From Pencildick to North Korea Spiderman Orgasm: the Artist as Hero-Pussy
The dense allusions of North Korea Spiderman Orgasm (2007) typify much of Tom Pounder's recent work, which has increasingly departed from the principles of Abject Extractionism, the school with which he is most closely associated. In it he erects a panopticon of semantic relations among multiple fractured narratives, with the playful badinage of a 2 Live Crew record.
breast Windows Vista Steve Irwin. New York City penis The Beatles. The bathos-soaked mindlessness of these triads, set in hypertrophied fonts on vividly saturated colour-planes, functions as coded commentary on the very process of artistic critique. We are not permitted to admit the words conceptually for their desultoriness; nor can we press them into the service of rational analysis as Extractions. Rather, Pounder is interested in documenting what he terms the "folksonomic tragedy", by eavesdropping on the emergent dialogue that supervenes and sits atop of user, machine, system and network.
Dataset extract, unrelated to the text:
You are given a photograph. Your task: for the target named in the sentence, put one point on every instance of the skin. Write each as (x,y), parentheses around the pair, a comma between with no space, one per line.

According to the artist, North Korea Spiderman Orgasm was inspired by a session spent surfing the world wide web. As he describes it, "I thought, isn't it funny how some things get searches, like The Simpsons, and it's all about what's on TV or on Trevor McDonald at that moment. But sexual organs are popular all year round. And they're never on TV. And I thought, I could make art out of that."